Hi all,
TL;DR: low-level discussion of error-handling, and entity state; should
we change what we set the entity's "expected state" to when there are
errors?
---
I'm trying to fix https://issues.apache.org/jira/browse/BROOKLYN-534
(when stopping, ensure the `ServiceRestarter` doesn't restart the
entity, provisioning a new machine, in the situation where stop fails
for some reason).
See the failing test I've added in [1].
The problem is that, when the `location.release(machine)` fails, it sets
the entity's *expected state* to "on-fire". This means we've lost all
record of whether we wanted to be stopped or running. The
ServiceRetarter therefore (sensibly?!) responds to the "on-fire" by
restarting it!
Background: software prcoess entities normally have an "expected state"
saying what state they want to be in, and an "actual service state"
saying what it really is. The latter is inferred from a combination of
the expected state, whether the service.isUp, and also any explicit
"problem indicators" that have been set.
---
Options for fixing this include:
1. If the expected state is "on-fire", then don't do anything in such
policies - instead rely on whatever set that expected state to deal
with it (e.g. if something else called stop, which failed, then it
should deal with the error itself).
2. Don't set expected state to on-fire.

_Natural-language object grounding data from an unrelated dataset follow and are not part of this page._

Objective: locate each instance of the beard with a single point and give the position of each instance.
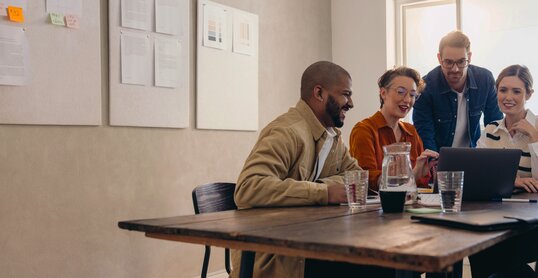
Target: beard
(333, 109)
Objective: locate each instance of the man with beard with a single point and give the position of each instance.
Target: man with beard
(457, 93)
(299, 160)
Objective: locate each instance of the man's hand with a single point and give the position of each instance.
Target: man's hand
(337, 193)
(424, 163)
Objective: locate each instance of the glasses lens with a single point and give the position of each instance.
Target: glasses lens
(448, 63)
(462, 63)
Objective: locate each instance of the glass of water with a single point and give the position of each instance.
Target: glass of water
(356, 183)
(450, 189)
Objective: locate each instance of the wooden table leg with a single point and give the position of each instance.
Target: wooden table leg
(247, 264)
(457, 272)
(406, 274)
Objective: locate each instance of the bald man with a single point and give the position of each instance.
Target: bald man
(300, 160)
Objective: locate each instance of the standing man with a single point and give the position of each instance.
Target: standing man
(457, 93)
(299, 160)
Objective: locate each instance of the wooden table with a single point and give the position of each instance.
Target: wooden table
(367, 237)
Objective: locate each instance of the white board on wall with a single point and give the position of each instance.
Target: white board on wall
(149, 105)
(227, 73)
(64, 86)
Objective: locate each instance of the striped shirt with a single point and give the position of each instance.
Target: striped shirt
(496, 135)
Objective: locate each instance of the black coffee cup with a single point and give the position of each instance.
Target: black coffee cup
(392, 201)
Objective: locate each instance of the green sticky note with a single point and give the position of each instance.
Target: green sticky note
(423, 210)
(57, 19)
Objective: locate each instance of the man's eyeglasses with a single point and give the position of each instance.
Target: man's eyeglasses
(447, 63)
(402, 92)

Instead keep the expected state
as what we really want it to be, but include an appropriate "problem
indicator" (e.g. to say that "stop" failed).

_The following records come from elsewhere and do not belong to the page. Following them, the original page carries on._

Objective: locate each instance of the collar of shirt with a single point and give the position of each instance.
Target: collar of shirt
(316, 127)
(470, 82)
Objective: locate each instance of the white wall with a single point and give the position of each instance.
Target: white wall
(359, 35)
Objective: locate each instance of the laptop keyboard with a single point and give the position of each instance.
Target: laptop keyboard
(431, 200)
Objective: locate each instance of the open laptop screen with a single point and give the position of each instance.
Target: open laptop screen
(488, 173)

Option (1) would probably be easy, but it's unclear where you'd hook in
logic to deal with such failures. It also feels wrong that we've lost
all knowledge of what we were trying to do.
Option (2) feels best. However, this stuff is fiddly. We'd need to make
the sure the "problem indicator" is cleared correctly when an entity
tries again to start or stop. If it's not cleared, then the entity will
likely never report itself as recovered from that problem. For example,
see all the calls to ServiceStateLogic.setExpectedState() [3].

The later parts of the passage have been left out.